Un emploi du temps de ministre qui demande des sacrifices notamment sur la vie sociale. Le vendredi soir, l’équipe du Nigeria est plus susceptible d’être à l’entraînement plutôt qu’en boîte de nuit. Ce qui n’empêche pas les femmes de trouver un peu de temps pour s’amuser entre elles.

Tout ce dont elles ont besoin, c’est d’une enceinte et de la bonne musique nigériane pour danser une bonne partie de la nuit, même si c’est en pyjama dans leur salon.

Glossaire du bobsleigh

Pilote : La pilote et la freineuse doivent commencer a pousser le traîneau exactement au même moment. Pour essayer d’atteindre une synchronisation maximale, les athlètes suivent une série de commandes sur la ligne de départ. Dans l’équipe du Nigéria, la freineuse crie « backset » pour indiquer qu’elle est prête à pousser. Ensuite, la pilote embarque dans le traîneau la première tandis que sa freineuse la pousse encore sur quelques mètres. La pilote dirige le traîneau grâce à deux anneaux attachés à des cordes.

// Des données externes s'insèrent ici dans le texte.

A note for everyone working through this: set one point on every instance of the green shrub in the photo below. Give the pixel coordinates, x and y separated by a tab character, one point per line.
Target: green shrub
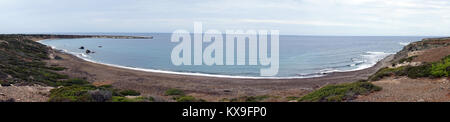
409	59
384	72
129	93
340	92
74	81
74	93
56	68
441	69
418	71
173	91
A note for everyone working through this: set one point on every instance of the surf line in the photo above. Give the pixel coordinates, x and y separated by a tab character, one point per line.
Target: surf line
213	53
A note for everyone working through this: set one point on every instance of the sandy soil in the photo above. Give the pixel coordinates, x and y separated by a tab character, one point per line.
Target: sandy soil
433	55
403	89
208	88
33	93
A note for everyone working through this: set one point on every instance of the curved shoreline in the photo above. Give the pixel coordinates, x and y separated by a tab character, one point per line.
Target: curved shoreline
312	75
208	88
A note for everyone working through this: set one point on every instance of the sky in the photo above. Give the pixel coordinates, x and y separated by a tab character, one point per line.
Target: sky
290	17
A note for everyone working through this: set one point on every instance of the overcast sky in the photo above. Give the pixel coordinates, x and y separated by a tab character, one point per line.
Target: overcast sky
293	17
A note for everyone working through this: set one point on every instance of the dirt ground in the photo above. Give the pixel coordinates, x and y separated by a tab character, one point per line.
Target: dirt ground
403	89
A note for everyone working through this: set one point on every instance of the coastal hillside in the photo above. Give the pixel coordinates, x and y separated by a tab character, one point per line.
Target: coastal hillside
418	73
25	75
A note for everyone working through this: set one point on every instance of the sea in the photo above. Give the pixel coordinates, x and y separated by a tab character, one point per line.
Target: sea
299	56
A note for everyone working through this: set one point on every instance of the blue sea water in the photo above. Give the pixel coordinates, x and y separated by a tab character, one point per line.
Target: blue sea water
300	56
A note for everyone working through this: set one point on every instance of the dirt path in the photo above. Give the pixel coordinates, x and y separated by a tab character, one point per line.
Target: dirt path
404	89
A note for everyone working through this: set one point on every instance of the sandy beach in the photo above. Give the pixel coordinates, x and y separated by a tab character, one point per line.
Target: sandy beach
207	88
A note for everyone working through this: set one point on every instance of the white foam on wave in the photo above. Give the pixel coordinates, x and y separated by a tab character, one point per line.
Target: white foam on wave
368	60
87	58
371	58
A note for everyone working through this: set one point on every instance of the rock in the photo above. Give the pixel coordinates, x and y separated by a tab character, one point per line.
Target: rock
421	100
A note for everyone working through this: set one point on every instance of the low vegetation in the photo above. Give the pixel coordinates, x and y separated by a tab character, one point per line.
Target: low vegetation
433	70
22	62
174	91
180	96
340	92
90	93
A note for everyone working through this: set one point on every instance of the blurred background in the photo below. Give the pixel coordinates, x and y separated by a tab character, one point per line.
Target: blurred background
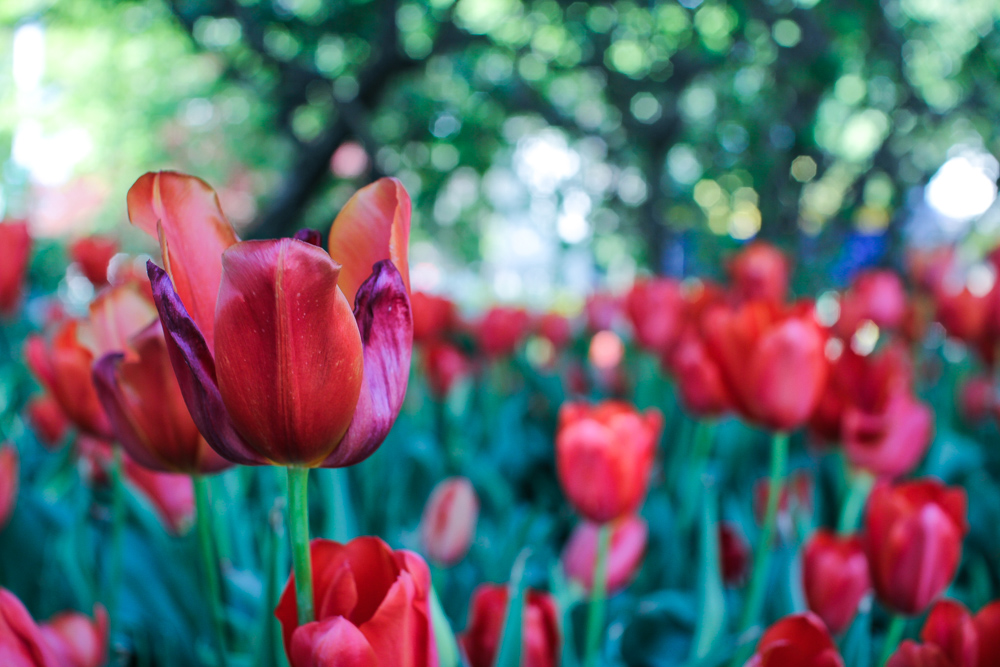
550	146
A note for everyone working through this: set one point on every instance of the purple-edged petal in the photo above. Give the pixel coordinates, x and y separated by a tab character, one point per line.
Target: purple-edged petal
382	310
194	367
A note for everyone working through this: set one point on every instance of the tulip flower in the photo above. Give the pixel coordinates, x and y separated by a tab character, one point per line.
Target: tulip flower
540	636
10	471
913	540
501	330
604	454
15	253
449	520
625	554
76	640
800	640
372	608
93	255
655	307
759	271
47	419
835	578
771	358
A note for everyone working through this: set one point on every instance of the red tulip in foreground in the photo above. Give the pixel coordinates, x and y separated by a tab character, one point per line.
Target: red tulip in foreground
627	549
540	635
604	454
835	578
449	521
913	540
800	640
273	364
15	253
372	608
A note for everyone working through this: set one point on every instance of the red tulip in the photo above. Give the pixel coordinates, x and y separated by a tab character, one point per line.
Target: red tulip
433	317
15	253
540	636
627	549
835	578
78	641
93	254
759	271
449	520
734	554
273	364
772	360
143	400
47	419
372	608
655	307
604	454
501	331
913	540
444	364
800	640
10	471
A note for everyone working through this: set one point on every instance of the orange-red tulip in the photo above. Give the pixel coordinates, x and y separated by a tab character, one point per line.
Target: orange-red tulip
273	363
15	253
913	540
627	549
372	608
449	521
540	636
835	577
604	454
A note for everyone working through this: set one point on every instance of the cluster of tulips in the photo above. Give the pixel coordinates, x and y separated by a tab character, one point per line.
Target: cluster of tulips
296	354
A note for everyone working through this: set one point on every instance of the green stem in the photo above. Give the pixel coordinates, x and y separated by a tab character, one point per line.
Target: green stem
595	616
762	555
203	516
298	528
892	636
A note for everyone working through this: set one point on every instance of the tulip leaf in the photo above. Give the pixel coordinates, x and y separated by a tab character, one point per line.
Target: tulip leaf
711	597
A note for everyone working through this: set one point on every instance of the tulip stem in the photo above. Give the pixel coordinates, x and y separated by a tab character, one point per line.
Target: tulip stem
595	616
892	636
298	529
206	545
762	555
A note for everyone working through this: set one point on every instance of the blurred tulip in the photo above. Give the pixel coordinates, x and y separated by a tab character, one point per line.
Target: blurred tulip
655	307
15	254
93	254
433	317
759	271
10	470
47	419
734	554
604	454
274	366
540	636
627	549
800	640
913	540
772	360
835	578
449	521
444	364
501	331
372	608
146	409
77	640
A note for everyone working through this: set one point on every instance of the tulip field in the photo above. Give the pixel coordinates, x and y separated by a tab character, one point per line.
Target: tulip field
276	452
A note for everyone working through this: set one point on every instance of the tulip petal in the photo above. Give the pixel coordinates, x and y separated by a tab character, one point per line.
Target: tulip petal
183	212
383	314
373	226
194	367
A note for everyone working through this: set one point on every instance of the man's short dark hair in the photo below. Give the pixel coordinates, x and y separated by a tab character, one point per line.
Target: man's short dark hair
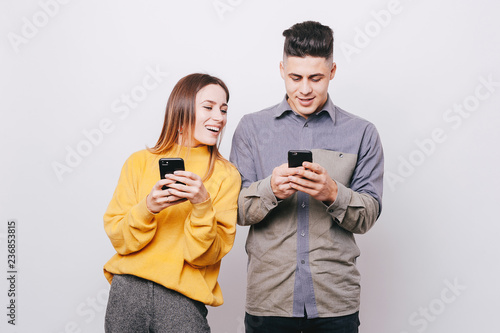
309	39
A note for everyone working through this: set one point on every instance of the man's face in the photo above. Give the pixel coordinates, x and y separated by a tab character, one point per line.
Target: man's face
306	82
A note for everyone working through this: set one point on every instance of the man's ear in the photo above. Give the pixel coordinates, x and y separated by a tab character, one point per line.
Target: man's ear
334	69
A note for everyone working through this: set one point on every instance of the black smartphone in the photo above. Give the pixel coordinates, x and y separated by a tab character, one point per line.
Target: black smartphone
169	165
297	157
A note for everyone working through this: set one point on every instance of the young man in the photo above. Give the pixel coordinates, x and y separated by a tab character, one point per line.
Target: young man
302	273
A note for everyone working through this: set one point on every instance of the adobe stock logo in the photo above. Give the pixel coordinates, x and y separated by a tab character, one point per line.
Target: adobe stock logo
31	27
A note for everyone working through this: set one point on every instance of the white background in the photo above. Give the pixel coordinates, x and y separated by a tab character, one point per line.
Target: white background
430	264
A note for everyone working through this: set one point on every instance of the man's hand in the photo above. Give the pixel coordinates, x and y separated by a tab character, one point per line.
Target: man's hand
280	183
314	180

Freineuse : La freineuse donne l’élan initial. Elle pousse le bobsleigh sur une distance de 50m pour que le traîneau atteigne sa vitesse maximale et puis saute dedans avant le premier virage. Elle reste baissée tout au long de la descente. Cette position lui permet de réduire la résistance à l’air. A l’arrivée, la freineuse doit également arrêter l’engin.

La piste : La piste de bobsleigh du parc olympique de Calgary mesure 1600 mètres et les traîneaux qui y descendent peuvent atteindre une vitesse de 130k/h. La piste comporte 14 virages et la descente se fait généralement en une minute. C’est sur cette piste que l’équipe jamaïcaine de bobsleigh a perdu le contrôle de son traîneau et s’est retournée lors d’une course qualificative aux Jeux olympiques de 1988. Leurs histoire a inspiré le film Disney Rasta Rockett.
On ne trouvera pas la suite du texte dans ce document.